*278OPINION OF THE COURT
Per Curiam.Under a written agreement, defendant Buffalo Structural Steel Corp. (BSS) leased to plaintiff for a rental of $600 per year a small rectangular parcel of land for the purpose of erecting and maintaining an outdoor advertising sign. In March, 1979, defendant BSS leased two comparable parcels for outdoor advertising to defendant National Advertising Co. (National), each lease providing for rental of $1,500 per year and an eight-year term with an option to renew at the same rental for an additional eight years. In this action for damages and other relief, it has been established as law of the case in an order granting partial summary judgment to plaintiff against defendant BSS that the lease from defendant BSS to defendant National constituted a breach of the first option provision contained in the lease from defendant BSS to plaintiff. The order granting plaintiff partial summary judgment directed that the issue of damages against defendant BSS be tried. A bench trial of this issue as well as the issue of the liability of defendant National has been held. In a written decision, the court ruled that defendant National was not liable to plaintiff. With respect to plaintiff’s appeal contesting defendant National’s liability, we agree with the dissenter that there should be an affirmance and we adopt fully that portion of the dissenting opinion on that issue. At trial, plaintiff adduced proof in support of its contention that it was entitled to damages against BSS for the profits it would have received from the rental of outdoor advertising signs if it had been permitted to exercise the first option provision in its lease with defendant BSS and to enter into the March, 1979 leases between defendants BSS and National on the identical terms in those leases. In its decision, the court held that as a matter of law plaintiff was not entitled to recover lost profits but was limited to recovering the difference between the actual rental value of the lease and the rental reserved in the lease. Because no evidence of the actual rental value of the leases between defendants BSS and National was adduced, it awarded plaintiff nominal damages of $1 and plaintiff has appealed. The court denied plaintiff’s alternative request for equitable relief. There should be an affirmance.

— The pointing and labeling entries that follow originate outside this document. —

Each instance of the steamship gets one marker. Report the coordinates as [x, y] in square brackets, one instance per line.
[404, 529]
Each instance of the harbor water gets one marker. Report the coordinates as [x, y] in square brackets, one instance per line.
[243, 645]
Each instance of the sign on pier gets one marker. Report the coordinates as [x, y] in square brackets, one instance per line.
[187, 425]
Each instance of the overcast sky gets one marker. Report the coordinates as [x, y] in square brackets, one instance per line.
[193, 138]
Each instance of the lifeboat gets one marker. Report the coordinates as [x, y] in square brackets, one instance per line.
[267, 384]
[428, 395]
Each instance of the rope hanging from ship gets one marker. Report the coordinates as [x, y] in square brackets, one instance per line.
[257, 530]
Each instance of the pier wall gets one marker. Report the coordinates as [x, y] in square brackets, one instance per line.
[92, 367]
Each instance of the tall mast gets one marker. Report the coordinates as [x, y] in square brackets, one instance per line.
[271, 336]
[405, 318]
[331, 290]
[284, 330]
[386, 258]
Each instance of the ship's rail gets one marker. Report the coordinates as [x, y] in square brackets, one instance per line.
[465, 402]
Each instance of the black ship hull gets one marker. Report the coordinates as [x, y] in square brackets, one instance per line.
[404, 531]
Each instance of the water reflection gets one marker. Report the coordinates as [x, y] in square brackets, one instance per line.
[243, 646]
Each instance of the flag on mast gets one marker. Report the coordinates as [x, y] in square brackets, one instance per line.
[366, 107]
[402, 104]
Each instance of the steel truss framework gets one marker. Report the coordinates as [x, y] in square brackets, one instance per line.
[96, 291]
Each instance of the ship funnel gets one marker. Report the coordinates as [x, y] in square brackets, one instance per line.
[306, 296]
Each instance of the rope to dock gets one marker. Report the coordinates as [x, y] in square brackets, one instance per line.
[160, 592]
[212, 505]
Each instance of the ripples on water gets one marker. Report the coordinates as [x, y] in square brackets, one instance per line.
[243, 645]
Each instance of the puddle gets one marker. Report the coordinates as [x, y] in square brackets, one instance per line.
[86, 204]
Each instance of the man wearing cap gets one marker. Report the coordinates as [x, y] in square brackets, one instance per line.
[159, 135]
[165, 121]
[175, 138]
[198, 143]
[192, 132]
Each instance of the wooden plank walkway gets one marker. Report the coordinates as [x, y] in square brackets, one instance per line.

We agree with the view expressed in the dissent that the fact that a tenant has not taken possession of a leasehold should not, as a matter of law, preclude the tenant from recovering lost profits for breach of a lease. Nevertheless, in any action for breach of contract, including a lease, the defendant may only be *279held responsible for such damages “as may reasonably be supposed to have been in the contemplation of both parties, at the time they made the contract, as the probable result of the breach of it” (Hadley v Baxendale, 156 Eng Rep 145, 151; see Spang Inds. v Aetna Cas. & Sur. Co., 512 F2d 365; Kerr S.S. Co. v Radio Corp. of Amer., 245 NY 284). On the record here we hold that at the time plaintiff and defendant BSS entered into their lease, the parties could not have reasonably contemplated that defendant BSS might be held responsible for loss of profit damages for breach of the first option clause to be computed under a suppositious lease, the terms of which could not, if ever, be known until some future time when plaintiff might negotiate a lease with a third party.
We find no merit in the cross appeal by defendant BSS. The judgment should be affirmed.